Plant Notes

Manzanita

FRN Spring 2021
Hairy manzanita (Arctostaphylos columbiana) in bloom. All photos this article by Cheryl Lisin

One of California’s most beautiful native shrubs, manzanita, blooms in winter. If you happen to be near a blooming manzanita, you are likely to see and hear Anna’s Hummingbirds, who stay for the winter and feed on the flower nectar rather than flying south. Some manzanitas here in northwestern California start to bloom as early as the new year, some bloom as late as April, but most bloom in February and March. Manzanita flowers are usually pink, but some plants have white flowers. Blooming at a time of year when food is scarce, manzanita flowers are an important source of pollen for butterflies, bees, and other insects.

A grand old common manzanita (Arctostaphylos manzanita)

Once flowers are pollinated, fruit forms. The fruit, or berry, resembles a little apple, which is what manzanita means in Spanish. Berries are a good source of food for birds and bears. If you come across bear scat it is likely to be full of manzanita berries.

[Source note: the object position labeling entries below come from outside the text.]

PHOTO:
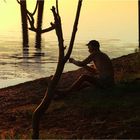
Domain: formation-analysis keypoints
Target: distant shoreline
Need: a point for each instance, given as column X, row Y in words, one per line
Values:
column 126, row 67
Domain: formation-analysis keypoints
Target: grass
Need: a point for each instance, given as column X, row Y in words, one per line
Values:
column 89, row 108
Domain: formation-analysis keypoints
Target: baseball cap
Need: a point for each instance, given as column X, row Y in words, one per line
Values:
column 93, row 43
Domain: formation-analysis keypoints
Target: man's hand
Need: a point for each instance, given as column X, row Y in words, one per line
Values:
column 71, row 60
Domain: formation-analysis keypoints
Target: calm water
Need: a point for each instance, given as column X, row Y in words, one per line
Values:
column 17, row 67
column 117, row 32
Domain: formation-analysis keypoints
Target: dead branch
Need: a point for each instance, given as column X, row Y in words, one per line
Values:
column 74, row 31
column 40, row 110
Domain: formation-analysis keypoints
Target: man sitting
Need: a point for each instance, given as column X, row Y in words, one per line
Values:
column 101, row 71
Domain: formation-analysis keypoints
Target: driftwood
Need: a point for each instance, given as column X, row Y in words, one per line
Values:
column 60, row 66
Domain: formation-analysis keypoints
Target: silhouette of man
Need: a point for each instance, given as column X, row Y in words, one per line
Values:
column 101, row 70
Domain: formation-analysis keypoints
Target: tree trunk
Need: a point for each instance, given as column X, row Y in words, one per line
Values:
column 39, row 23
column 24, row 23
column 139, row 20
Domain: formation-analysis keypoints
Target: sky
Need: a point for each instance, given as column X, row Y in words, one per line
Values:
column 105, row 19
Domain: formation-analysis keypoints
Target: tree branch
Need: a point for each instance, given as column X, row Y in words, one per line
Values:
column 74, row 30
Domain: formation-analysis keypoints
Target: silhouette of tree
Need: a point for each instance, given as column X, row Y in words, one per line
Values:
column 60, row 66
column 23, row 8
column 39, row 23
column 139, row 20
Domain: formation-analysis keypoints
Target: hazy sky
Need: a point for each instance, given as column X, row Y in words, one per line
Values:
column 114, row 19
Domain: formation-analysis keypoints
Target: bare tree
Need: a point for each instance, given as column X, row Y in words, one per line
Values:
column 139, row 20
column 39, row 23
column 38, row 113
column 23, row 8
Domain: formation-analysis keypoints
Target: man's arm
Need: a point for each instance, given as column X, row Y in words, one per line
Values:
column 82, row 63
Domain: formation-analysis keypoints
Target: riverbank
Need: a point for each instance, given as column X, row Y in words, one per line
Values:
column 86, row 114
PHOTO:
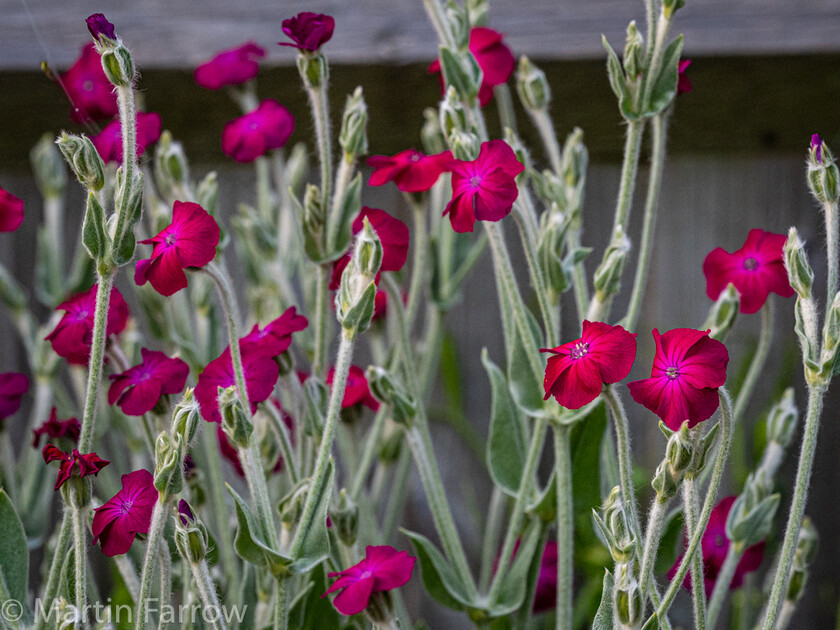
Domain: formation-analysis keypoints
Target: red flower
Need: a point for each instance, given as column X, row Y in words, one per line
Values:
column 11, row 211
column 57, row 429
column 248, row 137
column 308, row 31
column 410, row 170
column 138, row 389
column 73, row 335
column 108, row 142
column 688, row 368
column 484, row 189
column 126, row 514
column 756, row 269
column 383, row 569
column 91, row 94
column 85, row 464
column 493, row 57
column 230, row 67
column 579, row 368
column 189, row 241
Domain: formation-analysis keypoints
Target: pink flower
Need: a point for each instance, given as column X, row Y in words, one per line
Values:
column 484, row 189
column 493, row 57
column 715, row 546
column 189, row 241
column 230, row 67
column 11, row 211
column 91, row 94
column 138, row 389
column 84, row 464
column 248, row 137
column 756, row 269
column 383, row 569
column 72, row 336
column 108, row 142
column 126, row 514
column 410, row 170
column 308, row 31
column 13, row 386
column 688, row 368
column 578, row 369
column 57, row 429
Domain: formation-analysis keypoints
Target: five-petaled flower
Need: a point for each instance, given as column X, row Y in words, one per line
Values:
column 756, row 269
column 688, row 368
column 189, row 241
column 382, row 569
column 126, row 514
column 577, row 370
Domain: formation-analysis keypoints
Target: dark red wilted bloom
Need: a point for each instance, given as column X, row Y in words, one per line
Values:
column 189, row 241
column 73, row 335
column 410, row 170
column 138, row 389
column 688, row 368
column 230, row 67
column 308, row 31
column 91, row 94
column 756, row 269
column 108, row 142
column 248, row 137
column 484, row 189
column 85, row 464
column 56, row 429
column 715, row 546
column 578, row 369
column 126, row 514
column 382, row 569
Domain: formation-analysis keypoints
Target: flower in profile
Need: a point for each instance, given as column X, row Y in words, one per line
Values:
column 688, row 368
column 484, row 189
column 230, row 67
column 410, row 170
column 308, row 31
column 82, row 463
column 126, row 514
column 56, row 429
column 382, row 569
column 577, row 370
column 108, row 142
column 138, row 389
column 715, row 545
column 189, row 241
column 72, row 336
column 756, row 269
column 248, row 137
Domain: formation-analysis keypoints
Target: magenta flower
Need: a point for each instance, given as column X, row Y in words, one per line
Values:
column 83, row 464
column 248, row 137
column 578, row 369
column 126, row 514
column 484, row 189
column 91, row 94
column 72, row 336
column 308, row 31
column 756, row 269
column 715, row 546
column 688, row 368
column 189, row 241
column 138, row 389
column 108, row 142
column 383, row 569
column 410, row 170
column 230, row 67
column 56, row 429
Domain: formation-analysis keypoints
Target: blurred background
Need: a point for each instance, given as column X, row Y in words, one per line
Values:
column 765, row 75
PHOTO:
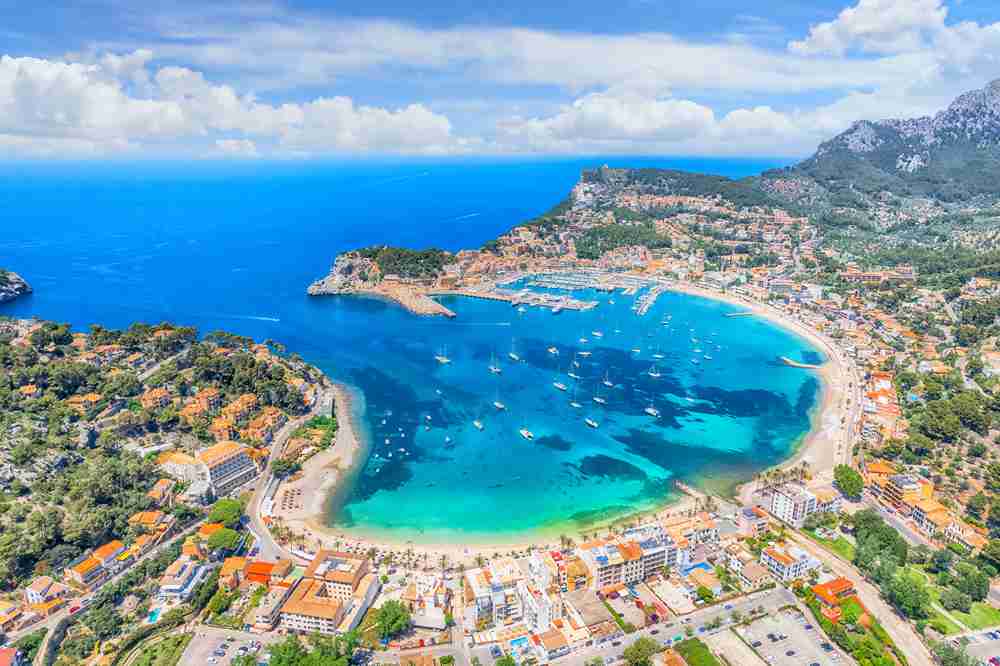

Hairy manzanita (Arctostaphylos columbiana) in bloom. All photos this article by Cheryl Lisin

Humans have uses for manzanita as well. The fresh berries can be eaten or made into cider. Dried berries make a nutritious meal or porridge. A tea or decoction made from the leaves is said to help reduce poison oak rash. In the garden, manzanitas make strikingly beautiful specimens and are drought-tolerant. All have distinctive smooth red-brown bark that peels in mid-summer to reveal green bark underneath, which quickly darkens to red-brown.

Berries on Hairy manzanita (Arctostaphylos columbiana)

Usually found in chaparral, grassland, or forest margins, manzanitas are sun lovers. Like their close relative, the madrones, they will reach toward sunlight if they become shaded out by other plants. Many forested ridges have old dead manzanita branches lying about, indicating that the ridge was once grassland. Due to lack of fire, the grassland was overtaken by manzanitas, which were subsequently shaded out and overtaken by the Douglas-fir and tan oak forest that moved in later.

The genus name for manzanita is Arctostaphylos, which means “bear berry” in Greek. There are 65 species of Arctostaphylos native to California, and many more subspecies. A good way to find out which species grows near you is to use The Field Guide to Manzanitas, by Kaufmann, Parker, and Vasey. The range of Arctostaphylos is mostly Southern Oregon to Northern Baja California, but a few species range farther. Manzanitas are in the heath family, Ericaeae, and are related to madrone, huckleberries, salal, rhododendron, azalea, heath, and heather.